Monday 16 October 2017

Orange cloud covers much of UK.

Much of the UK has been covered by a thick dust cloud today, reducing light levels and turning the sky an orange colour. The cloud was originally seen over the southwest of the country, and moved to the north and east.

Orange sky over London's Shard Building. Dominic Lipinski/PA.

The cloud is thought to have been caused by dust laden winds associated with former Hurricane Ophelia, a tropical storm over the Atlantic currently moving towards the UK. The dust is thought mostly to have originated from the Sahara; dust plumes from the Sahara frequently blow out over the Atlantic, and are a significant contributor to soils in the Amazon Basin, however these dust plumes are not generally blown back towards Europe unless an unusual wind pattern, such as that caused by Ophelia, crosses their path.

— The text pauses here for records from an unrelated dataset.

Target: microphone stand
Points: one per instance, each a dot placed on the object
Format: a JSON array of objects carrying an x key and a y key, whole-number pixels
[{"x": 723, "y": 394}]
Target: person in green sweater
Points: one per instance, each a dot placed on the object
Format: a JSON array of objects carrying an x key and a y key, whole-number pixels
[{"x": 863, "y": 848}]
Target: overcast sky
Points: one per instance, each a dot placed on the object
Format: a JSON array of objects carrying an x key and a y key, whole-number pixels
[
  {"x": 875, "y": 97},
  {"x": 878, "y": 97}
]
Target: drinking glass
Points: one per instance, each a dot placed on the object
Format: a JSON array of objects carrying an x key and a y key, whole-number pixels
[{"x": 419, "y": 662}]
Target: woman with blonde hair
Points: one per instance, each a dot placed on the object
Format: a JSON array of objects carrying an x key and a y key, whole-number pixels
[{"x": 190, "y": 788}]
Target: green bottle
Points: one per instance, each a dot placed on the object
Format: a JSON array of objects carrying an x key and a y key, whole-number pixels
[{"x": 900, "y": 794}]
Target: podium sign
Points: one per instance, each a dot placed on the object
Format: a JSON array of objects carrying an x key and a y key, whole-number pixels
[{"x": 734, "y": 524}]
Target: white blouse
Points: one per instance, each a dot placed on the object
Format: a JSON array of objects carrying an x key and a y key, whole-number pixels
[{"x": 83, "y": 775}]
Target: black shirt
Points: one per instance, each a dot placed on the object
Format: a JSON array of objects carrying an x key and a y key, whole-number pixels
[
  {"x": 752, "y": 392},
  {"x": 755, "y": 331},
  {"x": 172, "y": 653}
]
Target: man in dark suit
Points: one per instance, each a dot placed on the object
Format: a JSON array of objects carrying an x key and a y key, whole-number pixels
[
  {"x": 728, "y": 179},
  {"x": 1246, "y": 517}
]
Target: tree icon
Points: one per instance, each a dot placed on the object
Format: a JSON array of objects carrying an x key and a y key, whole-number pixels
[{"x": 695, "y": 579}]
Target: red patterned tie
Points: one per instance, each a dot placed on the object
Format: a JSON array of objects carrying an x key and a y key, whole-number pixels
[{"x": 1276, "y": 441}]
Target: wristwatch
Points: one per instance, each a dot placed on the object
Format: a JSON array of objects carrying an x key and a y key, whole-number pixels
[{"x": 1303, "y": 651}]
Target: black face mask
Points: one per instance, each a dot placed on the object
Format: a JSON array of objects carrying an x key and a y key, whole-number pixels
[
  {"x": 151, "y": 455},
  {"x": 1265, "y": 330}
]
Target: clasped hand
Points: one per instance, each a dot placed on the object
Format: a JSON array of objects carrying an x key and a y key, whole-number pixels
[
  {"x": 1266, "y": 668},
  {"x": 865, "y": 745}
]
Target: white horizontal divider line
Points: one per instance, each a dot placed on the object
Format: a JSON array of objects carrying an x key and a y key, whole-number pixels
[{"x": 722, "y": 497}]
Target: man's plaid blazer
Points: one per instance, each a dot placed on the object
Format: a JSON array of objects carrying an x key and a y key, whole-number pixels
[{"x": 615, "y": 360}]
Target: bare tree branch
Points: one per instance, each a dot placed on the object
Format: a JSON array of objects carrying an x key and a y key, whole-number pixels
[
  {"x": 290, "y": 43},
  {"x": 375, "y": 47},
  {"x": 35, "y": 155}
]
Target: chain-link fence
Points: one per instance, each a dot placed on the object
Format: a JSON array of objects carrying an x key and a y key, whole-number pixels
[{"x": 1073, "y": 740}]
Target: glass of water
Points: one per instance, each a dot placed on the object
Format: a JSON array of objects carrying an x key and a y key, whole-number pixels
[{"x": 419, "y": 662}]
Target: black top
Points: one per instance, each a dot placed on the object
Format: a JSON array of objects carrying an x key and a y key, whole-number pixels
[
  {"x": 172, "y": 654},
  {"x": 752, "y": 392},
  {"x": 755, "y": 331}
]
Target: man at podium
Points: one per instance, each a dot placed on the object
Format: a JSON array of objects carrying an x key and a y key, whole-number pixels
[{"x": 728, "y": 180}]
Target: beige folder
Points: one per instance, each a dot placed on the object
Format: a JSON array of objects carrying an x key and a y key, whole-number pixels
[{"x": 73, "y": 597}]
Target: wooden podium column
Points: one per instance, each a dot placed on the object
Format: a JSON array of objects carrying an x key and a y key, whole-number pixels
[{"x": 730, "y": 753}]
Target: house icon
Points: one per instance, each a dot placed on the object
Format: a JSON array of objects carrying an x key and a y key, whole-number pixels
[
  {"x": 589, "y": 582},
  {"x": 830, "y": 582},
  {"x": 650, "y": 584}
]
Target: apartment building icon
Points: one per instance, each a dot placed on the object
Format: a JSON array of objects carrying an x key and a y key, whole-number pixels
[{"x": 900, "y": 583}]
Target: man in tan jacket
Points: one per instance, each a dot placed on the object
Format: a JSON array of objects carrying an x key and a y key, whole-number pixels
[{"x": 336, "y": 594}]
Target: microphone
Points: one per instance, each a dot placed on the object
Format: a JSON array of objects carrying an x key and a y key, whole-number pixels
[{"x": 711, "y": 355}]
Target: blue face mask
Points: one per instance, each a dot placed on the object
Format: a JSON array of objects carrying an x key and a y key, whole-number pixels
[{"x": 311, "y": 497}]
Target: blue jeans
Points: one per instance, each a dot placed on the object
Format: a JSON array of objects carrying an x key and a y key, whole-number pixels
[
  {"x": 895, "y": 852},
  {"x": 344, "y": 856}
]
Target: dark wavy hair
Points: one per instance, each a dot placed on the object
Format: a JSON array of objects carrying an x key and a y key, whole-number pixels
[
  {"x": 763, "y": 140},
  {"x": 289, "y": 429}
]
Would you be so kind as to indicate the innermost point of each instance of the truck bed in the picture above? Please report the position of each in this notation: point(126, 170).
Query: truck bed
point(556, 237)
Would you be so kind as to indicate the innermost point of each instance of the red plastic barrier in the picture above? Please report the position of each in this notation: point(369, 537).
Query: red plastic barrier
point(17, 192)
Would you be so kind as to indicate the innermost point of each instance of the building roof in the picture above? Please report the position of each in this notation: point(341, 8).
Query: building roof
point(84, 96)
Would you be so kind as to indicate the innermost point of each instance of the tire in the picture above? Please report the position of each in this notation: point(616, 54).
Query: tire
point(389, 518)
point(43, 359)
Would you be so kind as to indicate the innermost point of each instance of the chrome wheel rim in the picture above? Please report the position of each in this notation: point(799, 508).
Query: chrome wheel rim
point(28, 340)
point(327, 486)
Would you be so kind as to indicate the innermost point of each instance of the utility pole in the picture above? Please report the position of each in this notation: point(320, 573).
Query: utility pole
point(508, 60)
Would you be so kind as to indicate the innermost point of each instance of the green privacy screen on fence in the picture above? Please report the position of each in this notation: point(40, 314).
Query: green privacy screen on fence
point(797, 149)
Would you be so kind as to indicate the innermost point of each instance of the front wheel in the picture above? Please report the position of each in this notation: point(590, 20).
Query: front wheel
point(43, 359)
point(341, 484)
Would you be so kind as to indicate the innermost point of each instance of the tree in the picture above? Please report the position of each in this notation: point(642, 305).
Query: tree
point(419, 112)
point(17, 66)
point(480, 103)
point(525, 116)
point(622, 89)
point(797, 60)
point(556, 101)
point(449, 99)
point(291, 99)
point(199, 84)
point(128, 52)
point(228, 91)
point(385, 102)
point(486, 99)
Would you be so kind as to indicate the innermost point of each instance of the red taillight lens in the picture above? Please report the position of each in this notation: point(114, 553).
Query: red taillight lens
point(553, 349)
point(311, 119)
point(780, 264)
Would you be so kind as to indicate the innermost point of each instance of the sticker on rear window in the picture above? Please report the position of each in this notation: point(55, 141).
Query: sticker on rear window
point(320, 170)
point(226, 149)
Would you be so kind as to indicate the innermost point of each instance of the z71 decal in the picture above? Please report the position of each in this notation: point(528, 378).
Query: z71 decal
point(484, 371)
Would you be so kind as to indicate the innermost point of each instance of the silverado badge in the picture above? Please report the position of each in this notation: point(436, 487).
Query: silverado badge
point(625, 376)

 The path and strength of Hurricane Ophelia. Thick line indicates the past path of the storm (till 3.00 pm GMT on Monday 16 October 2017), while the thin line indicates the predicted future path of the storm, and the dotted circles the margin of error at six and twelve hours ahead. Colour indicated the severity of the storm. Tropical Storm Risk.

Tropical storms are caused by the warming effect of the Sun over tropical seas. As the air warms it expands, causing a drop in air pressure, and rises, causing air from outside the area to rush in to replace it. If this happens over a sufficiently wide area then the inrushing winds will be affected by centrifugal forces caused by the Earth's rotation (the Coriolis effect). This means that winds will be deflected clockwise in the northern hemisphere and anti-clockwise in the southern hemisphere, eventually creating a large, rotating Tropical Storm. They have different names in different parts of the world, with those in the northwest Atlantic being referred to as hurricanes.